For the sake of comparison to results that follow, let's use some `scikit learn` methods to estimate a logistic regression using the training data.  Then, check the model's predictive accuracy and AUC using the training data and the test data.

In [8]:
from sklearn import linear_model
logReg=linear_model.LogisticRegression()
logMod1=logReg.fit(Xtrain,yTrain)

In [9]:
print('training data accuracy {:5.3f}'.format(logMod1.score(Xtrain,yTrain)))
trainPredProbs=logMod1.predict_proba(Xtrain)
regTrainAUC=roc_auc_score(yTrain,trainPredProbs[:,1])
print('training data auc {:5.3f}'.format(regTrainAUC))

print('test data accuracy {:5.3f}'.format(logMod1.score(Xtest,yTest)))
trainPredProbs=logMod1.predict_proba(Xtest)
regTestAUC=roc_auc_score(yTest,trainPredProbs[:,1])
print('test data auc {:5.3f}'.format(regTestAUC))

training data accuracy 0.882
training data auc 0.688
test data accuracy 0.881
test data auc 0.689


### Mini-Batch Data Feeder

We're doing to do "mini-batch" training.
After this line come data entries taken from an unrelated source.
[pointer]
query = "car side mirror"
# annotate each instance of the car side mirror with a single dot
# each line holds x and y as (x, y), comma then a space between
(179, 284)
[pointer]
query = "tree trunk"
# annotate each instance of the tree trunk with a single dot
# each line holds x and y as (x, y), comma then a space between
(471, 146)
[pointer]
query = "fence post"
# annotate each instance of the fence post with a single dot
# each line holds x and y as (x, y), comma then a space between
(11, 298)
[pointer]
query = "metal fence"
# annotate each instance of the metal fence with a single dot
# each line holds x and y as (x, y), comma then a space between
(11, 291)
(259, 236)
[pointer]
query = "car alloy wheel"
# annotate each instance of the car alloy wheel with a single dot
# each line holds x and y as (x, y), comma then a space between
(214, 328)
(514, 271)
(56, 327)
We're going to use randomly selected with replacement samples ("mini-batches") from our training data in each iteration of our training algorithm.  Once we're done we'll use the observations we've set aside ('train' = False) to assess our network's predictive accuracy using data it didn't learn it's parameters, i.e. weights, from.  This function will grab a random subset of the training data on each iteration of the algorithm.

In [10]:
def get_batch(epoch, ncases, b_ndx, b_size):
    # epoch is the alg iteration, b_ndx is the batch no.
    # b_size is batch size
    
    ndxs= np.random.randint(ncases,size=b_size)
    X_bat=Xtrain[ndxs]
    y_bat=yTrain[ndxs]
    return X_bat, y_bat


### Two Hidden Layer NN

A two hidden layer fully connected NN with four nodes per hidden layer is specified here.  Feel free to fiddle around with it, of course.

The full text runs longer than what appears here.